Caliph too had coldly envisioned the execution of half a sky shark’s crew and the psychological brutality required to ensure the loyalty of the rest. But it was only the beginning, thought Alani, only the first edge of a very complex and complicated plan.

Caliph returned with Roric Feldman in custody and watched the Precursor dock over West Gate. It floated in above the heavy leaded obelisks whose panes boiled with emerald light. The beacons’ gleam scintillated, created columns in the glittering rain.

After the other ships had moored, the Byun-Ghala pitched north across the gray- swept city. Caliph tried not to think about what Alani was doing. He tried not to think about what would happen to Roric Feldman. He supposed their paltry adolescent feud had finally ended.
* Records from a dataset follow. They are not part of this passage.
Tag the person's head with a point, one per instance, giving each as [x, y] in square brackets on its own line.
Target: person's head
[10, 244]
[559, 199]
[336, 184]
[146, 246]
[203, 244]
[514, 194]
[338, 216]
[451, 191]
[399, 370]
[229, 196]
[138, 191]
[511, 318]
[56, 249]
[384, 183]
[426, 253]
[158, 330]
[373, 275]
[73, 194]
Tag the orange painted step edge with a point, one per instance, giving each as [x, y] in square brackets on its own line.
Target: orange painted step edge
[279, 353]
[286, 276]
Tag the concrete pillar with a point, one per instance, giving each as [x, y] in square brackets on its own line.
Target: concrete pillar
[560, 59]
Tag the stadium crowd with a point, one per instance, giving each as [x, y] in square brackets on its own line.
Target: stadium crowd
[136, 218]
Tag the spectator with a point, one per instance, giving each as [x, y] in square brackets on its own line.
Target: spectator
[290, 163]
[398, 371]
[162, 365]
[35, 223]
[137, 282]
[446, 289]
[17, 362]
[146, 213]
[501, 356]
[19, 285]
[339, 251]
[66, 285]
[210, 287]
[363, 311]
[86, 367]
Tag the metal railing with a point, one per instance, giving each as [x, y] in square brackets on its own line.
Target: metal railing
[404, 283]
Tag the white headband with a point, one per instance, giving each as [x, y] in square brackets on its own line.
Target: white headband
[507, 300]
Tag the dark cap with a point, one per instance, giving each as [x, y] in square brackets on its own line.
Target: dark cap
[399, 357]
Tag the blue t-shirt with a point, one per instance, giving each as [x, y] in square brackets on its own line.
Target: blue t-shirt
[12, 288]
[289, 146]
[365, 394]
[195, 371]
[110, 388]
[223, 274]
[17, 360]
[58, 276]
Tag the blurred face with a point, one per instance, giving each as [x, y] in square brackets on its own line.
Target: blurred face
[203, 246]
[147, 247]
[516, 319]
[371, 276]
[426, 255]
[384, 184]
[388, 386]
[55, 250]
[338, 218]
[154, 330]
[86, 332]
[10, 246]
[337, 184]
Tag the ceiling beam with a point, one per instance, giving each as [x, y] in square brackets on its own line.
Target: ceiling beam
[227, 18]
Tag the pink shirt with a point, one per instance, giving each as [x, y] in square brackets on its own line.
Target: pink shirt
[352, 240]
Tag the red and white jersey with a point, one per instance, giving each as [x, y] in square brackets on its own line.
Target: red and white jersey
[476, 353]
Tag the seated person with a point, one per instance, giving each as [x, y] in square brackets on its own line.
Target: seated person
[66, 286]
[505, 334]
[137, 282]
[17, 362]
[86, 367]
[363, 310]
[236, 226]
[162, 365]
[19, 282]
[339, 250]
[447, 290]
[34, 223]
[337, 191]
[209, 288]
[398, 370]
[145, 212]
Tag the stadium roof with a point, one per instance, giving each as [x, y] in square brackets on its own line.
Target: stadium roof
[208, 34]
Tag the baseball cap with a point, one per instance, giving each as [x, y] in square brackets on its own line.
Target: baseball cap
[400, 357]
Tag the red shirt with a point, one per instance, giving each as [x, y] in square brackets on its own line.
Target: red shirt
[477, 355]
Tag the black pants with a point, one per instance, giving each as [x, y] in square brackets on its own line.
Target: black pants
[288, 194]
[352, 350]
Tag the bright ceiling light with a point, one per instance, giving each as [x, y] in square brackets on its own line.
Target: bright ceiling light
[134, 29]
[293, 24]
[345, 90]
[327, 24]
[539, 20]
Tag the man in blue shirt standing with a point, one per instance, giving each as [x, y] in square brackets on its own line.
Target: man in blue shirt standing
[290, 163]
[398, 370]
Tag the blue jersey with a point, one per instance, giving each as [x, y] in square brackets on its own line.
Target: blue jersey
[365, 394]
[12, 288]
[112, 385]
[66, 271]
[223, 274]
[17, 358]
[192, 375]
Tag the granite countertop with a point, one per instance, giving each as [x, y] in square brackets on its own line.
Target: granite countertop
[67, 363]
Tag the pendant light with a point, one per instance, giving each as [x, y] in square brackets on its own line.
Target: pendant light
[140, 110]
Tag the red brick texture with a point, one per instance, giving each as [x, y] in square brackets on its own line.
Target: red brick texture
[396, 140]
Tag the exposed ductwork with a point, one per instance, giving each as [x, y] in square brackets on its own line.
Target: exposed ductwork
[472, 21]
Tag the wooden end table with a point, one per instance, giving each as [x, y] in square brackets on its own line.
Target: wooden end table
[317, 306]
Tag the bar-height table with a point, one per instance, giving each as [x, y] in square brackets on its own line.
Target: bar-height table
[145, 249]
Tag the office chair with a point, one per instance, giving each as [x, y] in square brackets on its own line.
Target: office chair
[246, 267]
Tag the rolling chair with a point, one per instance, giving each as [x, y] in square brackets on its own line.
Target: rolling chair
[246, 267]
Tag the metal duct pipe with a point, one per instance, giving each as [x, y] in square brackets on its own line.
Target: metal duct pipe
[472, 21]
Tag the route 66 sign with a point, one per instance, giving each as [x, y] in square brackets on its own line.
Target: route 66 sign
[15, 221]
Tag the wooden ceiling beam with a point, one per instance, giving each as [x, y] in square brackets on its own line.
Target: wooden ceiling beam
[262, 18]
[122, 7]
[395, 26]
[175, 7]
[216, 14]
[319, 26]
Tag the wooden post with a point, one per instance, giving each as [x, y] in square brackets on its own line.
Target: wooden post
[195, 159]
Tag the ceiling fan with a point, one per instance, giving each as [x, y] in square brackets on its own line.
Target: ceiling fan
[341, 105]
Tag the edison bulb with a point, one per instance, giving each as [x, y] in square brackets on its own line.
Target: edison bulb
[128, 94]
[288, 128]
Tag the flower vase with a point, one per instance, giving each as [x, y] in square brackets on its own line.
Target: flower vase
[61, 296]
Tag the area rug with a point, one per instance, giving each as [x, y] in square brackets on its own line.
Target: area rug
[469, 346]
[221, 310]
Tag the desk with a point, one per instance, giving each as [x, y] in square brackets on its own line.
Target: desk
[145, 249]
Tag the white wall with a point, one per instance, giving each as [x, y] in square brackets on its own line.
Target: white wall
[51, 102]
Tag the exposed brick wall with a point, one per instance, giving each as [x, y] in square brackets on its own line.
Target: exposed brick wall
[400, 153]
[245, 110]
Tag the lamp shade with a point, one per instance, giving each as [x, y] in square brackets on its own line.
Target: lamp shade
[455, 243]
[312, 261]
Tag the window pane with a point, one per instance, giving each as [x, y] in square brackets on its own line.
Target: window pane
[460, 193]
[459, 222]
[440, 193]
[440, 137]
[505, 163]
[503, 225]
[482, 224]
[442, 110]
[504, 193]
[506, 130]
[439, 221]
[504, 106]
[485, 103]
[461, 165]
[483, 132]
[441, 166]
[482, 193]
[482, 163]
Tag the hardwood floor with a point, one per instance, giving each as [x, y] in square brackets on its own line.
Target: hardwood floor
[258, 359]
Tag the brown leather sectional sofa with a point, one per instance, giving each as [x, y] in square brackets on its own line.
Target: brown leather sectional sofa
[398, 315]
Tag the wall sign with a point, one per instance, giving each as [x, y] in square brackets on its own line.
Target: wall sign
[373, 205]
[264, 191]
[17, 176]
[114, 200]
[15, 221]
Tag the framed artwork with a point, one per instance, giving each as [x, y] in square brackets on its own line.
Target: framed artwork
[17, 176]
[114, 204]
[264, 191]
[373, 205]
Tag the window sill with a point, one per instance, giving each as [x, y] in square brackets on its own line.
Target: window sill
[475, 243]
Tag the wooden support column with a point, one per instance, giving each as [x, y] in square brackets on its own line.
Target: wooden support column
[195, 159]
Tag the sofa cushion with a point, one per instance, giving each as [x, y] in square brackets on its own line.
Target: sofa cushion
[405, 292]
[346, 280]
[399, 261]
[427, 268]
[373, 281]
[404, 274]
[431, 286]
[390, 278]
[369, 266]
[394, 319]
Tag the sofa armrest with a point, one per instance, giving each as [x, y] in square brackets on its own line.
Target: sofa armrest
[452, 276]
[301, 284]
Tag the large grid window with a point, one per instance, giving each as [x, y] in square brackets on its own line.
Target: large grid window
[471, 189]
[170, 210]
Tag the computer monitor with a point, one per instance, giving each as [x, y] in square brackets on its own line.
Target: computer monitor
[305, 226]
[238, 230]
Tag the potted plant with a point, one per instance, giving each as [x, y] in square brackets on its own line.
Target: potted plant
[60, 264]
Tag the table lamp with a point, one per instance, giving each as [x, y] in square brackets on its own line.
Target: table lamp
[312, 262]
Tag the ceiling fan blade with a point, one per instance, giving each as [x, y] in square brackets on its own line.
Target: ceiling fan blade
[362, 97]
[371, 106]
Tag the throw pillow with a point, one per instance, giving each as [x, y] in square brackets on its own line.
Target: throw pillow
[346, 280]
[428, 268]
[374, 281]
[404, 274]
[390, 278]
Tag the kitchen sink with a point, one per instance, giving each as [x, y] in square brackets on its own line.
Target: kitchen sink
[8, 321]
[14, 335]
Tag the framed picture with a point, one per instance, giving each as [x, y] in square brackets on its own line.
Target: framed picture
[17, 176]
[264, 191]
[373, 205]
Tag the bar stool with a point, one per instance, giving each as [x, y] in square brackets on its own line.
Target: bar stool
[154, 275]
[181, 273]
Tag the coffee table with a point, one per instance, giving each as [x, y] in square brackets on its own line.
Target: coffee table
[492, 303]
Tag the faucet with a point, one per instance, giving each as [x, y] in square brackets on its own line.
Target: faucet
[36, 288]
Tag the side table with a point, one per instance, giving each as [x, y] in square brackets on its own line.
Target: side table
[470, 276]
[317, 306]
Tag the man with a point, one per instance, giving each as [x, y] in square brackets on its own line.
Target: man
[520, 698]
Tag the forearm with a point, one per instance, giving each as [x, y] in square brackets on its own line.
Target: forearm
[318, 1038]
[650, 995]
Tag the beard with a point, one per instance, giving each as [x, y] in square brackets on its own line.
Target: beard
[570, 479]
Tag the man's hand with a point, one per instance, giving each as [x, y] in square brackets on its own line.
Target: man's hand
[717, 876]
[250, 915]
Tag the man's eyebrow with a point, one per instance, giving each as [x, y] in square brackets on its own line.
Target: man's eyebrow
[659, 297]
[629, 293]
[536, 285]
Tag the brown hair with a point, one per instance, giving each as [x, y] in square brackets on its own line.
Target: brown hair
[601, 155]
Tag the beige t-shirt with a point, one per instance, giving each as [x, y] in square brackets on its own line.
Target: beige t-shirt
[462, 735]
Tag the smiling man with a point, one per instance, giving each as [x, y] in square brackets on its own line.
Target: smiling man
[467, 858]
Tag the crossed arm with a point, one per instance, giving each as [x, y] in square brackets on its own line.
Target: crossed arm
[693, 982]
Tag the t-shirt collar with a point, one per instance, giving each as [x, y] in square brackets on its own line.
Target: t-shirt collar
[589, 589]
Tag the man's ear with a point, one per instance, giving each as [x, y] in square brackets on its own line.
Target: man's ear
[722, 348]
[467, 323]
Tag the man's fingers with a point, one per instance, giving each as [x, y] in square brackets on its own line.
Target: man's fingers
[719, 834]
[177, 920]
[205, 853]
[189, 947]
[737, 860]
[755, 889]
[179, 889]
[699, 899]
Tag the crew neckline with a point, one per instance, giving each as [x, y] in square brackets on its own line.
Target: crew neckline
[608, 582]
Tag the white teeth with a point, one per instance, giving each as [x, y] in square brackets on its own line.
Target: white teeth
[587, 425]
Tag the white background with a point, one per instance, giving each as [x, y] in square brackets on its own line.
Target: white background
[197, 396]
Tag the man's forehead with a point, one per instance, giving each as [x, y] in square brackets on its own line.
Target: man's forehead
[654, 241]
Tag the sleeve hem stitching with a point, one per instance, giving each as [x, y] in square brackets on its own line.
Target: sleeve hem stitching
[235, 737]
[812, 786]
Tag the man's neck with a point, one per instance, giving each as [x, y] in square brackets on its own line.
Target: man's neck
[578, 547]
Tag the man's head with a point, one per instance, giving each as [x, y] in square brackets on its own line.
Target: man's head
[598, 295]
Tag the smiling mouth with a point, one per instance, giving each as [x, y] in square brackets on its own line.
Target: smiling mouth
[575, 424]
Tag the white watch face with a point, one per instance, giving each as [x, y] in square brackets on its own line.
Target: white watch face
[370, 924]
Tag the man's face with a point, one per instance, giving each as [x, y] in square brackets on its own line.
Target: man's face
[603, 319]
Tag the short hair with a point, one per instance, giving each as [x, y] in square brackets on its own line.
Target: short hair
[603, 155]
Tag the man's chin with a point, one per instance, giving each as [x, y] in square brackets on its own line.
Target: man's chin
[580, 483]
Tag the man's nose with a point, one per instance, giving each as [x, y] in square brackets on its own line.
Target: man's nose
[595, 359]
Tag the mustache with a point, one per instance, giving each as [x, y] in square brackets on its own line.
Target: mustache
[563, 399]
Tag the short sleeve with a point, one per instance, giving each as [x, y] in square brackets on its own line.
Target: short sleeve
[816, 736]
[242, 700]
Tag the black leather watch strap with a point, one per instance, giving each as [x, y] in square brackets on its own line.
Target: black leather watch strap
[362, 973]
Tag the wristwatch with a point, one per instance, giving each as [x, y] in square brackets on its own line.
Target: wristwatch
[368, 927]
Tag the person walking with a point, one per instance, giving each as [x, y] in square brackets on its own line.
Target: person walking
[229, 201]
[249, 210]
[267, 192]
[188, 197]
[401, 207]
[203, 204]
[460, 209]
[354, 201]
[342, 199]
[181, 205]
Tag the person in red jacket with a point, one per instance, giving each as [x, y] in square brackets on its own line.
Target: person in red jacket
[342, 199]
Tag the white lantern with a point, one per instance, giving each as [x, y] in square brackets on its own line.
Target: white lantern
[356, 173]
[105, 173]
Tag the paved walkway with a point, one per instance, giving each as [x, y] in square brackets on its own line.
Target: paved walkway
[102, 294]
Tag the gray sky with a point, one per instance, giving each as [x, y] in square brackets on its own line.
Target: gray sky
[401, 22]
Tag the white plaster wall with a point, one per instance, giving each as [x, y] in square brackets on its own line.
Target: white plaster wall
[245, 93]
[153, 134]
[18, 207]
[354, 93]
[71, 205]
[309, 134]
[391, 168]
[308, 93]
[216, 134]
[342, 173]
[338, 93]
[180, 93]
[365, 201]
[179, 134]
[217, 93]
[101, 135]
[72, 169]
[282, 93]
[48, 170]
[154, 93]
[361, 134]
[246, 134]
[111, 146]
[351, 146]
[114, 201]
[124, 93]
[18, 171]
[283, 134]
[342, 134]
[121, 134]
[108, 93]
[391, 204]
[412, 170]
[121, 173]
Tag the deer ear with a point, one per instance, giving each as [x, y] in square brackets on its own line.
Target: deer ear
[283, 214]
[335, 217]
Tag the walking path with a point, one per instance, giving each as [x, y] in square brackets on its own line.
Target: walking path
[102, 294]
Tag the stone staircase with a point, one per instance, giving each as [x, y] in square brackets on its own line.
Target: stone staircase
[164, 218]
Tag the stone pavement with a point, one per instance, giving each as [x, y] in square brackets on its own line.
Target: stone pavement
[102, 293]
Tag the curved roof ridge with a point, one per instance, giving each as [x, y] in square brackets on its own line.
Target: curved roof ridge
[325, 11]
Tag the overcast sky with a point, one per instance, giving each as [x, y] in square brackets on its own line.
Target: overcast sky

Caliph Howl had won. It didn’t feel good.

He thought about the fresco on his bedroom ceiling, about tossing and turning during the course of oncoming sleepless nights. Isca slid by underneath him, gliding like the mottled back of a deformed nocturnal beast. He looked out from the observation deck through the rain, at the towers of his castle. There were lights, dim warm lights in his bedroom window and for a moment he dared to dream.